In Issue 33 of the French games magazine Backstab, Cyril Pasteau thought this book would be interesting to "those who want to play (or already play) the bad guys, the real ones, the corrupted Jedi ...[as well as] game masters who want to confront their players with the great figures of the genre ... [and] collectors and other fans. As for others, they might prefer to ask themselves if they really need it." Pasteau concluded, "the book is teeming with avenues to explore, simple but effective synopses, and tips for quickly imagining the start of a campaign with or against the Dark Side. The Dark Side will be enough for an imaginative game master."

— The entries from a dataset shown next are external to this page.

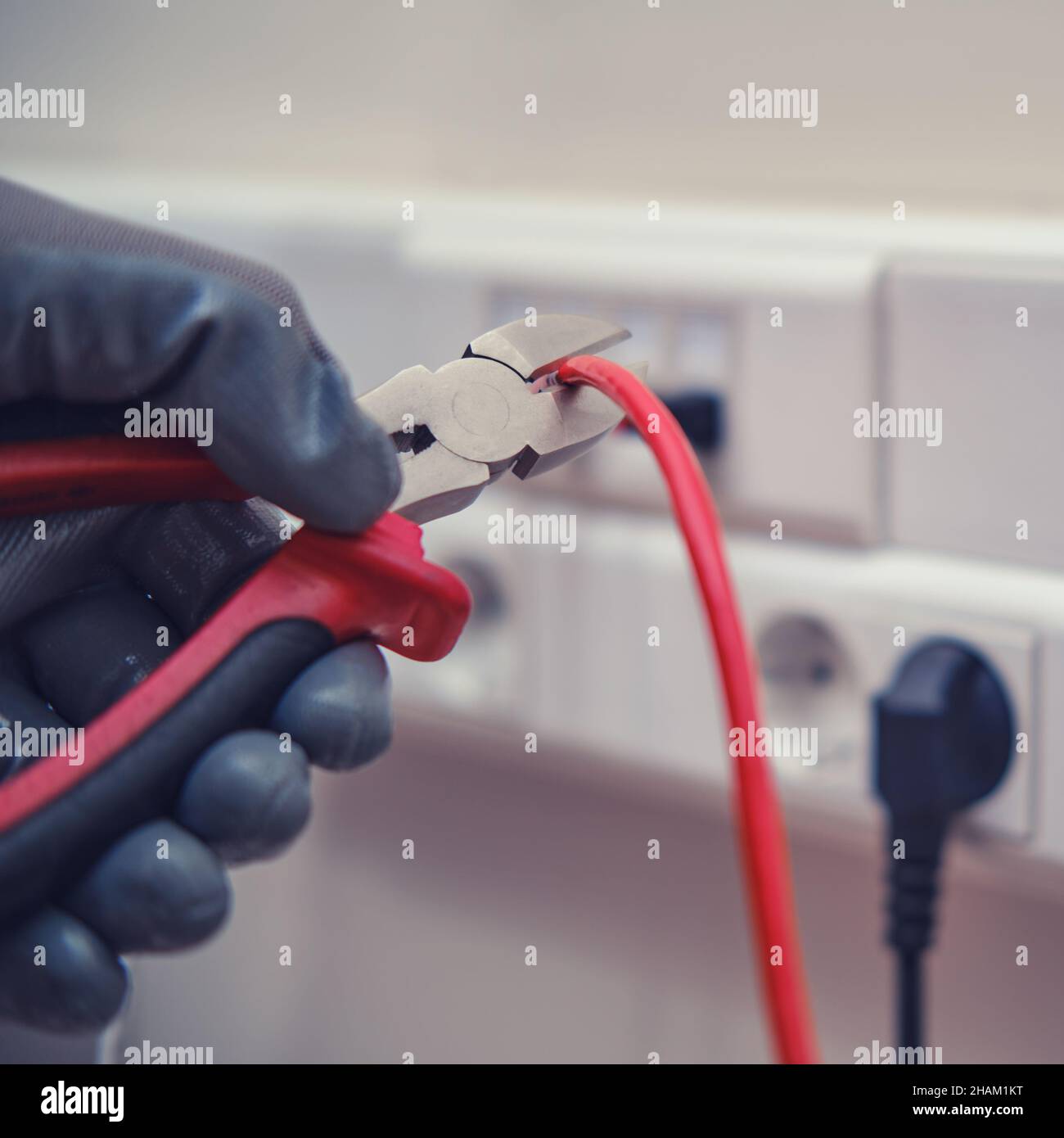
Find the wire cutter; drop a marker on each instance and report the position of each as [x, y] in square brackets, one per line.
[455, 431]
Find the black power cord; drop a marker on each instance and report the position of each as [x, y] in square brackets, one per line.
[944, 741]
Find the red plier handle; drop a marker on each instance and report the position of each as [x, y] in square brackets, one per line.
[320, 589]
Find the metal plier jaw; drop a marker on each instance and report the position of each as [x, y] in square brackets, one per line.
[461, 427]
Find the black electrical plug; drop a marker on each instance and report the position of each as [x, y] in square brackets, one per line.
[700, 413]
[944, 740]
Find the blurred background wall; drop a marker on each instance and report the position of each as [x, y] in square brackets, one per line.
[428, 105]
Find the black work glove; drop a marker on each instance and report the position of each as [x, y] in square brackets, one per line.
[133, 314]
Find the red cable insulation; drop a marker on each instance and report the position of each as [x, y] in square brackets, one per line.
[760, 819]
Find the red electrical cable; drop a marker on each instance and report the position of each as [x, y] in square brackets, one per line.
[761, 834]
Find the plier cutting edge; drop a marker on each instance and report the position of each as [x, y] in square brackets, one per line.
[455, 431]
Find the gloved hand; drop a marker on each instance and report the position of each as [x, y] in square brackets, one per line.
[133, 314]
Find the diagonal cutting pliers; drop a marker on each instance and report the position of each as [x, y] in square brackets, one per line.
[455, 431]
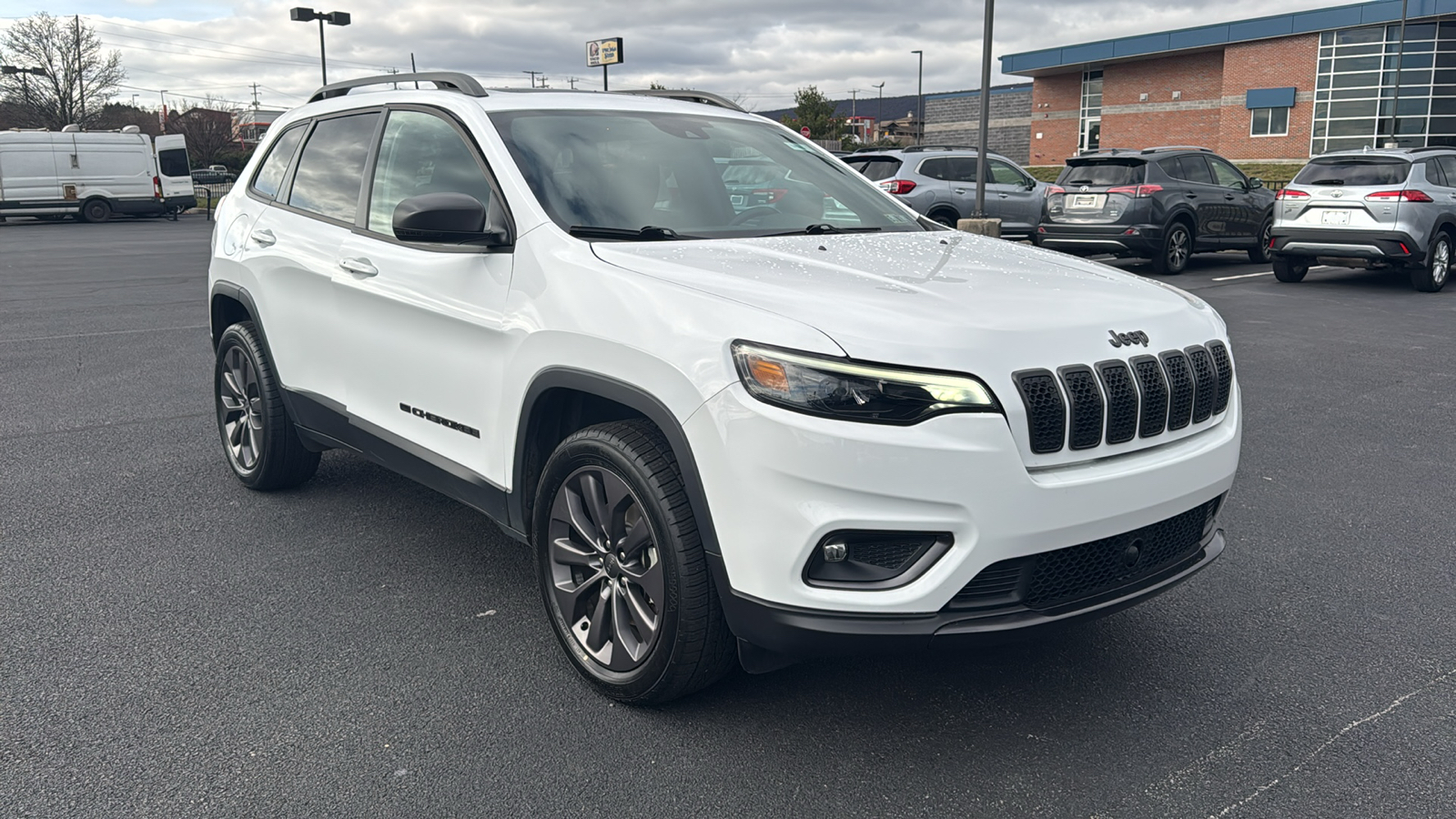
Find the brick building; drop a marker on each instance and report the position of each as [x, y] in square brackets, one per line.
[1280, 87]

Writing for Pyramid, Chris Aylott liked the book, writing, "there's enough in this book to please all but the most demanding Sith Lords ... All this information makes The Dark Side Sourcebook extremely useful for gamemasters, whether they are creating antagonists or tempting player characters." However, Aylott also noted that WotC was treading a fine line, commenting, "Even the most lawfully good gaming group is occasionally going to want to let its hair down, roll up a bunch of Sith Lords, and crush that puny Rebellion once and for all. Needless to say, this prospect terrifies Lucasfilm and Wizards of the Coast. Not only is it directly contrary to all the stated themes of Star Wars, but the idea of 'encouraging evil' must give the legal staff and publicity flacks nightmares ... So the designers have compromised. Yes, you're encouraged to run a Dark Side campaign, but only if the villains get theirs in the end ... Victory for the bad guys is not an option in the Star Wars universe." Aylott concluded, "It is well designed and colorfully illustrated — but also just a little bit
disappointing. The designers present useful rules, but they dance away from the joy of playing the villain. Are a few
evil laughs and mustache twirls really so much to ask?"

In Issue 82 of the Brazilian role-playing magazine Coleção Dragão Brasil, J.M. Trevisan wrote, "There's no shortage of new equipment (including weapons, vehicles, and ships), NPCs (including revised Darth Maul and Darth Vader character sheets), organizations, creatures, and adventure hooks." Trevisan concluded, "While it's perfectly possible to use Dark Side characters with just the core book, Star Wars RPG fans shouldn't pass up this excellent book. A more than worthwhile acquisition. But remember: the risk is entirely yours."

In Issue 4 of Black Gate, Jennifer Brozek commented, "I really enjoyed reading the text — it's well written, set up logically and sane in its approach to evil in Star Wars." Brozek liked the examples of Dark Side characters that were provided, writing, "[they] were both intriguing and thought provoking." Brozek concluded, "this sourcebook really did make an impression in me ... Over all the Dark Side is well worth the money. It offers a whole new perspective on the dark side of the Force, and gives gamers something truly interesting for their characters to fight... or become."